Realistic taxation should be priority in Haiti restoration


U.S., Canadian and French troops are occupying Haiti and helping establish a new, democratic government. We believe Haitians themselves need to do most of the work of reconstructing democracy and the economy.

But U.S. involvement should have a clear purpose. Immediate remedies include establishing the rule of law and guaranteeing political and other religious liberties. But it’s also not too early to look to long-term economic reforms that will ensure that U.S. troops don’t have to come back again in 2014 as they have in 1994 and 2004.

Here’s just one economic area where swift reform is needed: a tax structure that punishes production and causes massive unemployment. The numbers on tax rates in Haiti have been difficult to come by.

But economist Jude Wanniski obtained numbers that indicate rates that would be punishing even in a wealthy developed country, such as the United States, let alone in the poorest country in the Western Hemisphere, with a per-capita income of just $1,700 a year. Here are the numbers:

• Income tax brackets: 10 percent at an income of $444 per year; 25 percent at $5,555 per year; 30 percent at $16,000 per year. (By contrast, in America the 10 percent rate begins at $10,000 per year, the 27 percent rate at $98,000 and the top U.S. tax rate of 35 percent at $312,000.)

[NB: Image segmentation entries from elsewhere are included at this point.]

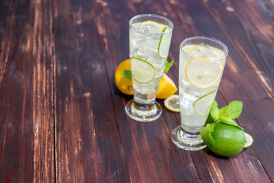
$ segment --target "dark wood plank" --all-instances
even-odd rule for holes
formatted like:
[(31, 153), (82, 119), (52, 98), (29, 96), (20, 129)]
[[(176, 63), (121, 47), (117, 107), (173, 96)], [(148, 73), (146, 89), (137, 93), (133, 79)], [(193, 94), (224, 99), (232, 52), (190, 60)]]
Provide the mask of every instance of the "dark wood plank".
[[(229, 54), (219, 91), (226, 103), (236, 99), (243, 101), (244, 109), (238, 121), (245, 131), (254, 137), (253, 149), (249, 148), (239, 155), (225, 160), (208, 156), (203, 151), (193, 153), (192, 157), (200, 178), (205, 182), (269, 182), (269, 175), (273, 171), (269, 167), (266, 173), (264, 169), (271, 163), (273, 165), (269, 160), (274, 158), (271, 153), (274, 148), (273, 143), (271, 141), (274, 137), (273, 133), (269, 126), (273, 119), (270, 109), (274, 107), (271, 95), (201, 1), (173, 1), (171, 3), (182, 21), (182, 27), (190, 36), (214, 37), (228, 47)], [(223, 103), (224, 101), (219, 97), (218, 101)], [(205, 152), (210, 154), (206, 150)], [(260, 160), (257, 159), (257, 156)], [(206, 167), (199, 165), (201, 160)]]
[[(95, 21), (101, 27), (101, 42), (105, 49), (104, 58), (115, 112), (121, 134), (127, 167), (132, 182), (199, 182), (199, 178), (189, 151), (182, 151), (174, 145), (171, 132), (178, 125), (175, 114), (163, 106), (163, 113), (158, 120), (141, 123), (132, 120), (125, 112), (126, 103), (132, 99), (121, 93), (115, 86), (114, 73), (119, 63), (129, 58), (129, 19), (138, 14), (164, 14), (176, 23), (175, 16), (167, 16), (170, 6), (157, 5), (153, 1), (103, 1), (94, 3), (99, 16)], [(156, 5), (156, 7), (155, 6)], [(184, 31), (179, 28), (177, 32)], [(182, 34), (179, 36), (182, 36)], [(186, 35), (184, 35), (186, 38)], [(180, 39), (173, 34), (174, 39)], [(173, 45), (173, 42), (171, 42)], [(176, 48), (178, 49), (178, 45)], [(179, 49), (178, 49), (179, 50)], [(178, 55), (176, 55), (176, 57)], [(171, 57), (172, 58), (173, 57)], [(178, 60), (177, 60), (177, 62)], [(175, 64), (177, 65), (177, 63)], [(169, 75), (175, 75), (173, 68)], [(177, 83), (176, 77), (175, 81)], [(177, 114), (176, 115), (179, 115)]]
[(52, 182), (50, 1), (0, 3), (0, 182)]
[(274, 2), (203, 2), (274, 99)]
[(58, 182), (126, 182), (95, 1), (53, 4)]

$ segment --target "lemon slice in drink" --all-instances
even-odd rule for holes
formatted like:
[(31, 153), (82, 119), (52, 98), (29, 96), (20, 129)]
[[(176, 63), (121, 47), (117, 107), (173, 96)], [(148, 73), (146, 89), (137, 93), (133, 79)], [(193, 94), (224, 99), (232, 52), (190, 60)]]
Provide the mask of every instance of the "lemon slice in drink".
[(203, 117), (210, 112), (216, 93), (216, 90), (210, 92), (199, 97), (193, 103), (193, 109), (197, 114)]
[(223, 65), (215, 58), (190, 60), (186, 66), (185, 75), (188, 83), (197, 88), (206, 89), (216, 84), (221, 79)]
[(249, 135), (249, 134), (247, 134), (246, 132), (245, 132), (245, 140), (247, 140), (247, 142), (245, 144), (244, 148), (247, 148), (252, 145), (253, 138), (251, 135)]
[[(169, 27), (164, 27), (162, 29), (162, 33), (164, 33), (168, 31)], [(158, 45), (158, 55), (160, 58), (167, 58), (169, 51), (169, 44), (171, 42), (171, 36), (169, 34), (162, 34), (160, 37), (160, 42)]]
[(136, 58), (130, 58), (132, 77), (139, 83), (149, 83), (154, 79), (155, 69), (147, 61)]
[(179, 112), (179, 95), (173, 95), (164, 99), (164, 106), (169, 110), (175, 112)]

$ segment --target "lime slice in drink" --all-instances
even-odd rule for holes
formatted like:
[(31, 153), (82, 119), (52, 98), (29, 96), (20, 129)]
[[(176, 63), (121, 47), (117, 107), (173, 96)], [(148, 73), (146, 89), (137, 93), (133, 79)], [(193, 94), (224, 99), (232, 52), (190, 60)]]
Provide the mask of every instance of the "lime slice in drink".
[(247, 142), (245, 144), (244, 148), (247, 148), (252, 145), (253, 138), (251, 135), (249, 135), (246, 132), (245, 132), (245, 140), (247, 140)]
[(147, 61), (136, 58), (130, 58), (132, 77), (135, 81), (146, 84), (153, 80), (155, 74), (154, 66)]
[(223, 65), (215, 58), (190, 60), (186, 66), (185, 75), (188, 83), (197, 88), (206, 89), (216, 84), (221, 79)]
[(179, 95), (173, 95), (164, 99), (164, 106), (169, 110), (175, 112), (179, 112)]
[(193, 103), (193, 109), (197, 114), (203, 117), (210, 112), (216, 92), (216, 90), (210, 92), (199, 97)]

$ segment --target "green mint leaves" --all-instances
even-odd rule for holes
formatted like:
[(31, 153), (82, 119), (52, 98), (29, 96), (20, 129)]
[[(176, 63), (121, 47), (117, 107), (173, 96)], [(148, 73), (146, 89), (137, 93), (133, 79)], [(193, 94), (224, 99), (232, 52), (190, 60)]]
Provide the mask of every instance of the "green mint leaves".
[(245, 132), (234, 120), (240, 116), (242, 109), (240, 101), (234, 101), (221, 109), (216, 101), (213, 102), (206, 125), (200, 130), (203, 142), (211, 151), (230, 156), (242, 150), (247, 142)]
[(121, 74), (122, 77), (132, 80), (132, 71), (125, 70)]
[(234, 125), (242, 130), (233, 119), (238, 118), (242, 109), (242, 102), (240, 101), (234, 101), (227, 106), (218, 108), (218, 103), (214, 101), (211, 108), (210, 114), (208, 115), (206, 124), (212, 123), (221, 122), (227, 125)]
[[(167, 72), (169, 72), (169, 69), (173, 65), (173, 63), (174, 60), (171, 60), (170, 62), (169, 62), (169, 61), (167, 60), (166, 61), (166, 66), (164, 67), (164, 71), (165, 73), (167, 73)], [(132, 79), (132, 71), (130, 70), (123, 71), (121, 75), (123, 77)]]
[(174, 60), (171, 60), (171, 62), (169, 62), (169, 61), (166, 61), (166, 66), (164, 67), (164, 72), (165, 73), (167, 73), (169, 72), (169, 69), (171, 68), (171, 66), (173, 65)]
[(225, 123), (243, 130), (242, 127), (234, 121), (234, 119), (240, 116), (242, 109), (242, 102), (240, 101), (232, 101), (229, 104), (221, 109), (218, 108), (218, 103), (216, 101), (213, 102), (210, 112), (206, 122), (206, 125), (200, 130), (201, 136), (206, 144), (212, 146), (210, 147), (212, 147), (210, 149), (214, 149), (214, 142), (212, 141), (213, 140), (211, 139), (210, 132), (213, 132), (215, 123)]
[(234, 119), (240, 116), (242, 112), (242, 102), (240, 101), (234, 101), (230, 102), (228, 106), (220, 110), (220, 116)]
[(214, 123), (207, 124), (202, 130), (200, 130), (201, 136), (203, 142), (210, 149), (214, 149), (214, 142), (212, 136), (214, 132)]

• A 10 percent value-added tax, which taxes the value added to something at each stage of production. The U.S. doesn’t even have this tax, a bad idea from Europe.

• An old-age and disability tax on wages of 6 percent per month on all wages more than $25 per month.

• A business tax of 35 percent on profits more than $16,000.

“These are disgraceful numbers,” Wanniski concludes, “adding up to such an oppressive tax take by the government that enterprise cannot get started, much less survive.”

In addition, the Heritage Foundation’s Index of Economic Freedom — which scores such issues as tax, trade and fiscal policy — gave Haiti a score of 3.78 on a scale of 1 to 5, with 5 being the worst. In addition to the high taxation, Haiti imposes tariffs of up to 20 percent and heavy government regulation. Finally, Heritage noted, “property is not secure in Haiti.”

In recent years, the world has seen consensus on a top income tax rate of no more than 15 percent to rehabilitate impoverished countries. That policy turned Hong Kong into an economic powerhouse, is doing the same for mainland China, is working wonders in Russia and most recently has been applied in Afghanistan by the U.S. occupation authorities.

For Haiti, the goal should be a flat income and business tax of at most 15 percent and beginning, perhaps, at $30,000 of income. They also should get rid of the VAT. And in place of the old-age and disability tax should be a Chile-style retirement investment program.

Haiti can become a healthy country if law and order are restored and people have hope that tomorrow will bring stability and prosperity.